LatAm’s Gaming Industry Is Tipped to Boom and Here’s How

The Booming Latin American Gaming Industry

Latin America is one of the most promising markets for the video game industry. While the regional economies may have been put under some strain in recent times, the potential of the continent is undeniable. According to the Inter-American Development Bank, the video gaming industry is one of those economic faucets that can add value to the everyday lives of Latin Americans. Whether you want to try Roulette77 games online or would much rather play Overwatch 2 or Rainbow Six: Siege, or even Valorant, there are many opportunities for consumers to find new and exciting entertainment outlets.

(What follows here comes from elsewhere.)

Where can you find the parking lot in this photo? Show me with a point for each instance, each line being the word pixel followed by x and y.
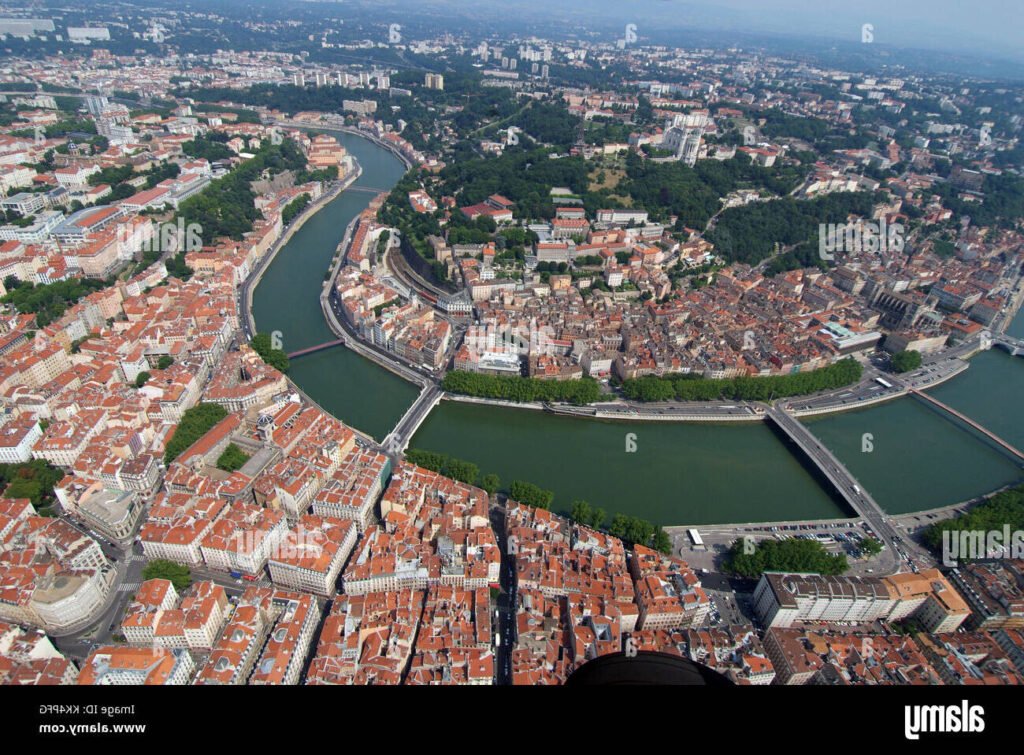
pixel 842 536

Far more importantly, however, the Latin American market is opening up not only as a consumer, but as a developer of video gaming technology, products, and events. Latin America’s young demographics are giving the industry a strong foothold and a prospect for further growth. According to Statista, a data and analytics website, Latin America’s gaming revenue will reach $3.6 billion by 2023, on course to improve several fold forms the $2.23 billion reported in 2018. However new data has disproved the target and indicated that Mexico, Argentina, and Brazil already had reached $4 billion in terms of revenue driven by the gaming industry in 2018.


Where Are Video Games Popular in Latin America?

Brazil and Argentina will be two of the most important markets for potential investors as well as anyone who wants to contribute to the local gaming industry. Mexico is another important contributor, with over 27 billion pesos generated by the video gaming industry in 2018 alone.

Latin America is a big region, meaning there is a lot of growth potential. The compound Annual Growth Rate is now listed at 11.4% by at least 2023. According to a 2018 Netscribes report, the industry should be worth $6.29 billion by that time. Of course, the biggest focus for the last few years has been on PC and partly console gaming.

However, a new gaming outlet has formed recently. Mobile gaming is soaring, embraced by both consumers but also manufacturers. Companies such as Supercell have been making a fortune around the world. Supercell in particular has produced several blockbuster mobile titles, driving outstanding revenue, including in LATAM countries.

Clash of Clans, Clash Royale, and Brawl Stars are just some of the mobile games that have established themselves. Yet, in places like Brazil, consumers and investors are banking on the new trend known as competitive video gaming, look at this site.


Can Esports Drive More Results for Video Gaming in LATAM?

Brazil is one of the key markets in Latin America not only because of its populous nation but also because it has a tradition in competitive video gaming. While the majority of “esports” events are taking place in North America and Europe, Brazil has done quite well.

The esports industry is also worth $1 billion and Blizzard, one of the largest game developers has been putting efforts to stream the Overwatch League (OWL), a popular gaming competition, in Portuguese and make it more readily accessible to local audiences.

Yet, gamers have been perhaps a little more interested in Valve’s Counter-Strike: Global Offensive and Ubisoft’s Rainbow: Six Siege. Both games go back nearly a decade, shaping up as the most worthwhile options for many video gamers. Of course, Latin America still has some way to go before the country can become a sustainable bedrock of the gaming industry, but all the right signs are there.

The region is vibrant, with many young people who are open to online culture and forms of entertainment. While LATAM is important in a purely consumerist aspect, the country has the potential to become produced.

Whether it concerns expos, esports, or the development of new and promising video games, Latin America has a potential that is worthy of respect. The places where the gaming revolution hasn’t reached are scarcer than ever before.

The views expressed in this article are those of the authors and do not necessarily reflect the views or policies of The World Financial Review.